Creative writing educators so often caution their students against writing poems about the moon because those poems can easily descend into cliche that doing so has become a kind of cliche. Given the content and approach to This Is Not Your Moon, it’s no surprise that Matthew Woodman has written an entire collection of poems about the moon. There is something of Charles Simic, John Berryman, and William Carlos Williams in his work, but there is something beyond these writers too, a critical eye that has anyone who reads his work questioning the basis of how we see the world. The essence of this collection is incongruity; much of it is an investigation of different instances of reification and suggesting that we should escape the falseness of our thinking.

     One of the fallacious beliefs that This Is Not Your Moon returns to often is the idea of permanence. Nothing is solid. That which we base our lives upon is at best temporary, and often does not actually exist, but it’s easy to ascribe a permanence. For example in “Tidal Friction (The Moon Moves from Earth at the Same Speed Our Fingernails Grow),” he speaks to the moon:

                        If you won’t slacken the axis,

            if you won’t arrest the greater distance

            or explain the irregularities,

            we can’t have you circulate the children,

            we can’t have you illuminate the lovers,

            we can’t have you wreath our intimacy (15).
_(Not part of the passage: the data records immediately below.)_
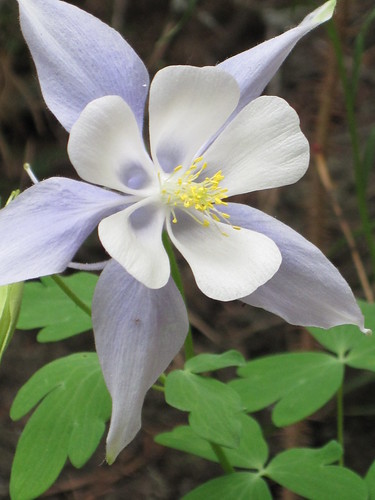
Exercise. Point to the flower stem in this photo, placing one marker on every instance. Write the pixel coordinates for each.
(188, 346)
(69, 292)
(340, 421)
(360, 177)
(221, 456)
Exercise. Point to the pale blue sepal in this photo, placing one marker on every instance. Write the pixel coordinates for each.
(79, 58)
(254, 68)
(43, 227)
(138, 331)
(307, 289)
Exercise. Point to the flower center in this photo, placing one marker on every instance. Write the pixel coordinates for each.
(187, 193)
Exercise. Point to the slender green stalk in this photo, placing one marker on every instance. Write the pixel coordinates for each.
(158, 388)
(69, 292)
(360, 175)
(188, 346)
(340, 421)
(221, 456)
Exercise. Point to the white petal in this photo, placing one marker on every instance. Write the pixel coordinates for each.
(79, 58)
(262, 147)
(254, 68)
(307, 290)
(187, 106)
(224, 266)
(135, 340)
(133, 238)
(106, 148)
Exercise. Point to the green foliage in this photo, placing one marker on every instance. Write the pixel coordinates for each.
(10, 303)
(46, 306)
(211, 362)
(308, 472)
(252, 452)
(352, 348)
(236, 486)
(299, 383)
(370, 481)
(213, 406)
(69, 421)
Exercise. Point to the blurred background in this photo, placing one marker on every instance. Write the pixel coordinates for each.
(204, 32)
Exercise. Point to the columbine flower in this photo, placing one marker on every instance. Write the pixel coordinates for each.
(211, 137)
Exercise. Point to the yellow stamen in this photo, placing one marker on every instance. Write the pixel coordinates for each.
(189, 194)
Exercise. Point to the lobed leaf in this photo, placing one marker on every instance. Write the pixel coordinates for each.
(252, 452)
(213, 406)
(352, 347)
(299, 384)
(47, 307)
(308, 472)
(211, 362)
(69, 421)
(239, 485)
(10, 303)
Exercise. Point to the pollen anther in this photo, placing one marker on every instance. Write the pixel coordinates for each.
(189, 193)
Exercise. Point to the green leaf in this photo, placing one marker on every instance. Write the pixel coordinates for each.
(307, 472)
(352, 347)
(210, 362)
(344, 338)
(252, 452)
(69, 421)
(213, 405)
(370, 481)
(236, 486)
(300, 383)
(10, 304)
(46, 306)
(338, 340)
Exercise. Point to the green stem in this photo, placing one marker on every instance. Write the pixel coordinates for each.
(221, 456)
(340, 421)
(360, 178)
(69, 292)
(188, 346)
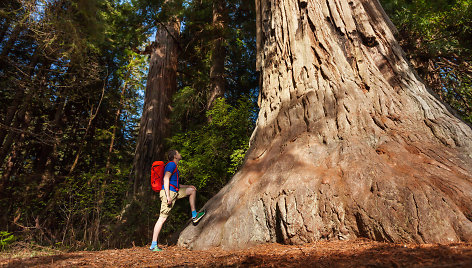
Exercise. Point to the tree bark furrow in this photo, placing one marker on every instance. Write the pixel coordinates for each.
(348, 143)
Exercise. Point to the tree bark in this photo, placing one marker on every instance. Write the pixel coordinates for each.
(348, 143)
(217, 69)
(161, 85)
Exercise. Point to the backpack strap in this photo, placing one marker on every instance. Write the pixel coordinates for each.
(175, 170)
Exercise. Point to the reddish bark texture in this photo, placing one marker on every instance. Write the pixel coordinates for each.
(349, 142)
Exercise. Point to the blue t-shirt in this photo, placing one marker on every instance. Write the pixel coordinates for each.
(174, 179)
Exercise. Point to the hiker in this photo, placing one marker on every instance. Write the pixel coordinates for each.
(170, 192)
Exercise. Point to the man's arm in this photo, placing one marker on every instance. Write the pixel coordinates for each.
(166, 186)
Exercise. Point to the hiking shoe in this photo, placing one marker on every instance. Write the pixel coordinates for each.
(199, 216)
(156, 248)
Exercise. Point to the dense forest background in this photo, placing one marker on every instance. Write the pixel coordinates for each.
(73, 76)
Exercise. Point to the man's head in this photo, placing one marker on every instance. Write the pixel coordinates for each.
(174, 155)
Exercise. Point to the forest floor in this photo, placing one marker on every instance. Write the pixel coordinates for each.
(357, 253)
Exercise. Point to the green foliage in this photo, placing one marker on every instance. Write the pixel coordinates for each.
(213, 152)
(6, 239)
(437, 36)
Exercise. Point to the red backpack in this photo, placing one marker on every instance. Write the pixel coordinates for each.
(157, 175)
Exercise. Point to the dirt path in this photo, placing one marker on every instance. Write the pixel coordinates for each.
(359, 253)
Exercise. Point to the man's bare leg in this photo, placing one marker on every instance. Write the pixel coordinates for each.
(192, 196)
(158, 228)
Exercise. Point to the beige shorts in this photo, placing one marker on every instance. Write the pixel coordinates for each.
(165, 209)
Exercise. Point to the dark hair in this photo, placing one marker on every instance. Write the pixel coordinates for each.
(171, 154)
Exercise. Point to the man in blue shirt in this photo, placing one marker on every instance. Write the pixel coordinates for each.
(171, 191)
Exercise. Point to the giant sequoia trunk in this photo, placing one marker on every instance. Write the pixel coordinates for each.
(348, 143)
(161, 85)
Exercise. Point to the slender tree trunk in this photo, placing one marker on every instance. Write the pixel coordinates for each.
(19, 27)
(348, 142)
(115, 126)
(4, 29)
(49, 152)
(161, 85)
(17, 100)
(217, 69)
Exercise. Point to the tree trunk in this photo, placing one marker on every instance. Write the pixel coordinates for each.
(348, 142)
(217, 69)
(161, 85)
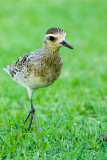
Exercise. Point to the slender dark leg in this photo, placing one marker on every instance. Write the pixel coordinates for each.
(32, 113)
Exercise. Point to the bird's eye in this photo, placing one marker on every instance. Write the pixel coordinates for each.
(51, 38)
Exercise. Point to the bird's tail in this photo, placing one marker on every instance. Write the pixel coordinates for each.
(7, 69)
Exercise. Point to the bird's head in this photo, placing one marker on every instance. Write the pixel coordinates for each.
(55, 38)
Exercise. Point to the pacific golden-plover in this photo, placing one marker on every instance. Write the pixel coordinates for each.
(41, 67)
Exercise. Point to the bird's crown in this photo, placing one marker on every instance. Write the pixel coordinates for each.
(54, 30)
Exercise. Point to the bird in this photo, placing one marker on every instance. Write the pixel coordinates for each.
(39, 68)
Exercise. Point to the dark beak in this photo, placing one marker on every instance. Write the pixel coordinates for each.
(66, 44)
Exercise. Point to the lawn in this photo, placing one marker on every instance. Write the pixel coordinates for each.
(71, 113)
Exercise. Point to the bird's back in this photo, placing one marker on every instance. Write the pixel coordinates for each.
(36, 69)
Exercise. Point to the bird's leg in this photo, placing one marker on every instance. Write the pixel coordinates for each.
(32, 112)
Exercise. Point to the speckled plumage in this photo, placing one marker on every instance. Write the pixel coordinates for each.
(41, 67)
(40, 64)
(54, 30)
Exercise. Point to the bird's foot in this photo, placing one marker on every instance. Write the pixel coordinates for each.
(32, 113)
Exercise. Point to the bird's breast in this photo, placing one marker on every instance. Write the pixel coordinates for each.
(49, 69)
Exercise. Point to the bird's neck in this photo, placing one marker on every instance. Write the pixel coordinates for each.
(51, 49)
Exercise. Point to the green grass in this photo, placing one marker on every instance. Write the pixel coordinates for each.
(71, 113)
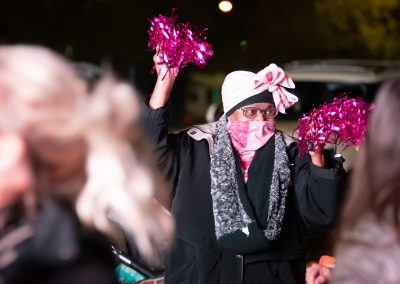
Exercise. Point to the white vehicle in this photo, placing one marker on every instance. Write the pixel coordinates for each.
(319, 81)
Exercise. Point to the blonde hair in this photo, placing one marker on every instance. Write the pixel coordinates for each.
(87, 148)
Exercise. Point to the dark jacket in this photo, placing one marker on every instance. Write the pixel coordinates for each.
(184, 158)
(54, 249)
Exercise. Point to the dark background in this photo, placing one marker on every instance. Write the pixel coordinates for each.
(254, 34)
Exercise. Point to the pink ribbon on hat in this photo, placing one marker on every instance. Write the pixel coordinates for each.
(274, 79)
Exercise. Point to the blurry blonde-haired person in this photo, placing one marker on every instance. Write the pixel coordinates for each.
(68, 158)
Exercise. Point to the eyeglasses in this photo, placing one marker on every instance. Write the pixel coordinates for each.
(253, 112)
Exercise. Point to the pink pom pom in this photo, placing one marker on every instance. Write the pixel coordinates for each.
(177, 44)
(343, 121)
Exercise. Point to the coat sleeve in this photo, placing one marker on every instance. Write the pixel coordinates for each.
(318, 190)
(165, 146)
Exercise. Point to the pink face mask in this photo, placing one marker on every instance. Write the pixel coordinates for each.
(249, 136)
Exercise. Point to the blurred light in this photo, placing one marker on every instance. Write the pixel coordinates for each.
(225, 6)
(244, 44)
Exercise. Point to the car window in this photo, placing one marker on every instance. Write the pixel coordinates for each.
(313, 94)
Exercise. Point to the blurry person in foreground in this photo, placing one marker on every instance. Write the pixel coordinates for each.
(368, 247)
(244, 200)
(69, 162)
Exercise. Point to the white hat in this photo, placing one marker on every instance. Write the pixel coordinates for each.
(240, 86)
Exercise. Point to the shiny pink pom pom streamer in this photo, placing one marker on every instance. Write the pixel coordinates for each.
(177, 44)
(341, 122)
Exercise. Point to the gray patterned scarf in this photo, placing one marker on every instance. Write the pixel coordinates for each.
(229, 214)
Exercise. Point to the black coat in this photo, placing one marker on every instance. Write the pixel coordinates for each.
(184, 158)
(54, 249)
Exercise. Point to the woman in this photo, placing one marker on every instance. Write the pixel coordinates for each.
(244, 200)
(368, 247)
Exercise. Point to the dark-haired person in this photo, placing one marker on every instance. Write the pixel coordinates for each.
(243, 199)
(368, 246)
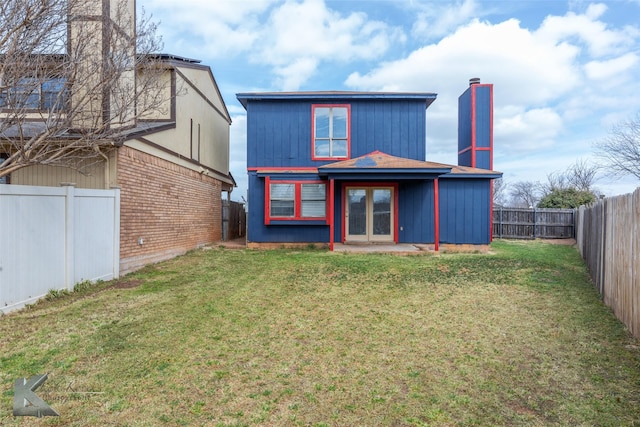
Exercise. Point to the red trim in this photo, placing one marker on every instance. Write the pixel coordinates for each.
(280, 169)
(395, 214)
(297, 201)
(267, 200)
(332, 213)
(313, 130)
(491, 137)
(393, 185)
(436, 225)
(473, 126)
(491, 211)
(343, 226)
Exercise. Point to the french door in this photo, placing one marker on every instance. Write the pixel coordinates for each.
(369, 214)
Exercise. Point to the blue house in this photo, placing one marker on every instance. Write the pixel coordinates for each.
(351, 167)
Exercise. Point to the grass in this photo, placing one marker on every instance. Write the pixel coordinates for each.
(240, 338)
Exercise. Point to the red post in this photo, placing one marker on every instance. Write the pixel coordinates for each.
(436, 215)
(332, 213)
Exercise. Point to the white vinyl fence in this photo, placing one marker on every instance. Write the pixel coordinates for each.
(54, 238)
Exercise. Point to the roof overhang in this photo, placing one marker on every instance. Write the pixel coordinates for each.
(381, 166)
(343, 96)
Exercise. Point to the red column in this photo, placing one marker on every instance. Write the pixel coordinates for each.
(436, 204)
(332, 213)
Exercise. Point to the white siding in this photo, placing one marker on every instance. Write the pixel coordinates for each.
(53, 238)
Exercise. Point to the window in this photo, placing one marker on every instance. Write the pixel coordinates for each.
(297, 200)
(7, 178)
(35, 94)
(283, 200)
(330, 132)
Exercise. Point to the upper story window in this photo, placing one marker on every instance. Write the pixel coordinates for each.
(331, 132)
(35, 94)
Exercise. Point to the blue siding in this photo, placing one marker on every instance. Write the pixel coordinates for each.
(483, 116)
(483, 159)
(261, 233)
(483, 125)
(279, 132)
(416, 212)
(464, 126)
(465, 207)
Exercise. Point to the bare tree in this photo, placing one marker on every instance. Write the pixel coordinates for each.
(620, 150)
(499, 192)
(74, 78)
(525, 194)
(582, 175)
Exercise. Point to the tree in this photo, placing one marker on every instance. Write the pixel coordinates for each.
(620, 150)
(566, 198)
(500, 188)
(570, 189)
(71, 85)
(525, 194)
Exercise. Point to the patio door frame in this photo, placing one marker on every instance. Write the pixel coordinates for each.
(370, 186)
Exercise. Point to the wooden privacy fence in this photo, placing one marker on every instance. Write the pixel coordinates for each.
(53, 238)
(607, 237)
(234, 220)
(522, 223)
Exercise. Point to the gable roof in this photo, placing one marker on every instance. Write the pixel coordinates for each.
(378, 164)
(427, 97)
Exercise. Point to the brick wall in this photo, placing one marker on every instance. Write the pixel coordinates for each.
(171, 208)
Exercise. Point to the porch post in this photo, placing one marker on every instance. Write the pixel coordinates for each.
(436, 216)
(331, 213)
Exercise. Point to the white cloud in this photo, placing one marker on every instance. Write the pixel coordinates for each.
(586, 28)
(437, 19)
(608, 69)
(292, 38)
(221, 27)
(526, 131)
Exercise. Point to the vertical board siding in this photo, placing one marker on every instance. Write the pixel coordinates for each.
(465, 211)
(607, 237)
(279, 132)
(52, 238)
(464, 123)
(416, 212)
(483, 118)
(259, 232)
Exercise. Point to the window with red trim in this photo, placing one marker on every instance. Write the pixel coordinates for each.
(299, 200)
(331, 132)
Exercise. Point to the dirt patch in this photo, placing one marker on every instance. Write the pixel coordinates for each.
(126, 284)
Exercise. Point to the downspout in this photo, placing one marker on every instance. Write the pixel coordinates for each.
(107, 173)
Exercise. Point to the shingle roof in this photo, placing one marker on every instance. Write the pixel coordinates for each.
(379, 161)
(427, 97)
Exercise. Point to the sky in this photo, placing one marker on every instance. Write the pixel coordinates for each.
(564, 72)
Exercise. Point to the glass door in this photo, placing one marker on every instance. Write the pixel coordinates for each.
(369, 214)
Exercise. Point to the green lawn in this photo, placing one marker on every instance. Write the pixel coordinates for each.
(238, 337)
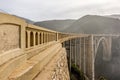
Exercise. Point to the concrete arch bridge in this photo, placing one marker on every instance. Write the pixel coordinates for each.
(29, 52)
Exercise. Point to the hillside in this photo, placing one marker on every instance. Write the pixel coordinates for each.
(95, 24)
(58, 25)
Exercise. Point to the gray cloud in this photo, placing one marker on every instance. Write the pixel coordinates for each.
(59, 9)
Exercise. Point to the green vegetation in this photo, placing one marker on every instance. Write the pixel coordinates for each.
(76, 74)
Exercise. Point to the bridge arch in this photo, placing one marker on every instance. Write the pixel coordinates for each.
(106, 48)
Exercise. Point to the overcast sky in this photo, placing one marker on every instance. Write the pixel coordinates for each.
(39, 10)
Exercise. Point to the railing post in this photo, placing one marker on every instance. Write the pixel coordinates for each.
(80, 54)
(34, 36)
(84, 57)
(90, 59)
(70, 55)
(38, 38)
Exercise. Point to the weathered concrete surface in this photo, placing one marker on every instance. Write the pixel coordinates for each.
(57, 69)
(35, 64)
(9, 37)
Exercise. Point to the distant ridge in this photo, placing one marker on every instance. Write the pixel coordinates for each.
(58, 25)
(93, 24)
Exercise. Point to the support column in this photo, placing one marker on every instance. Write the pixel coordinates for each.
(28, 44)
(70, 55)
(75, 52)
(80, 54)
(84, 56)
(38, 38)
(41, 37)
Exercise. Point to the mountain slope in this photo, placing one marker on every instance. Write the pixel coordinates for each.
(58, 25)
(95, 24)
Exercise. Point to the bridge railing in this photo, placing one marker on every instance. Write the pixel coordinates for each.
(16, 36)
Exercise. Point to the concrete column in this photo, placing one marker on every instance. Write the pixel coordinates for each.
(57, 36)
(38, 38)
(41, 37)
(84, 57)
(34, 33)
(80, 54)
(70, 55)
(75, 52)
(90, 59)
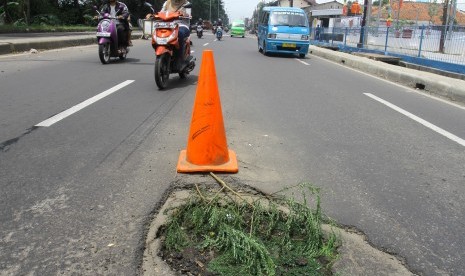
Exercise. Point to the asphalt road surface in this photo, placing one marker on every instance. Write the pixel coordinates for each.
(78, 192)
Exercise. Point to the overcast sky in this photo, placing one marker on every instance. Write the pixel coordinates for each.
(240, 9)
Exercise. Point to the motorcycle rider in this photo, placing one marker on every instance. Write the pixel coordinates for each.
(119, 10)
(219, 24)
(200, 23)
(172, 6)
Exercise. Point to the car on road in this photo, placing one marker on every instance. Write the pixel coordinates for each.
(238, 28)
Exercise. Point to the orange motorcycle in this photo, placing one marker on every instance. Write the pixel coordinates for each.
(165, 42)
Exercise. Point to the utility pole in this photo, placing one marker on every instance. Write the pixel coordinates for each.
(362, 30)
(445, 16)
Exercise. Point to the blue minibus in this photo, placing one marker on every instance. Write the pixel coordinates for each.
(283, 30)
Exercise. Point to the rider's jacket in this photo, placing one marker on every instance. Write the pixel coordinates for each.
(120, 9)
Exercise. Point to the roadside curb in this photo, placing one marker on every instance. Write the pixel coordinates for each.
(442, 86)
(51, 43)
(9, 48)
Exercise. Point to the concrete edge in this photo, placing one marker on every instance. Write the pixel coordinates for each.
(357, 256)
(49, 44)
(438, 85)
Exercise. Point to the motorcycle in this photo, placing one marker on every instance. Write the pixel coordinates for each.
(219, 32)
(199, 31)
(107, 38)
(166, 44)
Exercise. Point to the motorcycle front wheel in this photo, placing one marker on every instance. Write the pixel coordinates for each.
(162, 72)
(104, 53)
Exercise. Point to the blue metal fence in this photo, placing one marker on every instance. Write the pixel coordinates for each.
(433, 46)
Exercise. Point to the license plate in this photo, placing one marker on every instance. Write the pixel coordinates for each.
(289, 45)
(103, 34)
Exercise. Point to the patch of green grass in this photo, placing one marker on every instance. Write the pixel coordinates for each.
(254, 235)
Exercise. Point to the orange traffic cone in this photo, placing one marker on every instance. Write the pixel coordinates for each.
(207, 150)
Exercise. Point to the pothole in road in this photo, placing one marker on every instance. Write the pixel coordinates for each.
(218, 228)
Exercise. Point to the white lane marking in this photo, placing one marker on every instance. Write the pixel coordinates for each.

Here, he juxtaposes the human need for regularity with the fact that nothing truly has regularity, not even the moon. There are irregularities in its orbit and it is currently moving slowly away. But the speaker of the poem demands stability from the moon, feels terrified without that stability. Of course, instability is both terrifying and a part of the human condition as he points out in “Eternal Returns” when he meditates on the death of a loved one: 

            Warning: Objects in the night sky are more

            distant than they appear.

                                                The same applies

            to those you love (44).

Like the moon we are not permanent, and we are bound to leave whether we want to or not.

     Woodman is not, however, positioning himself as someone with the answers; one of the points of the books is that we are all seeking a kind of knowledge that will never be given to us, and such is the case in the poem, “Bright Jawbreaker, I Do Salute You,” where he grapples with a question about the nature of the human experience, the fact that we do not retain the same number of bones through our existence.

            At birth, we are the sum of two-hundred

            seventy bones.

                                                By adulthood, we have

            lost sixty-four, the someday plunder.

            What happened to them? (10).

Not even our bodies are solid, and this lack of solidity, he finds disturbing and difficult. 

     This questioning gets to the root of what he is doing here. The questions he poses, about the nature of life, death and the universe, are the difficult ones that we build elaborate structures to protect ourselves from. Rather than buy into the reification meant to shelter us from existential pain and loss, he heads straight into it.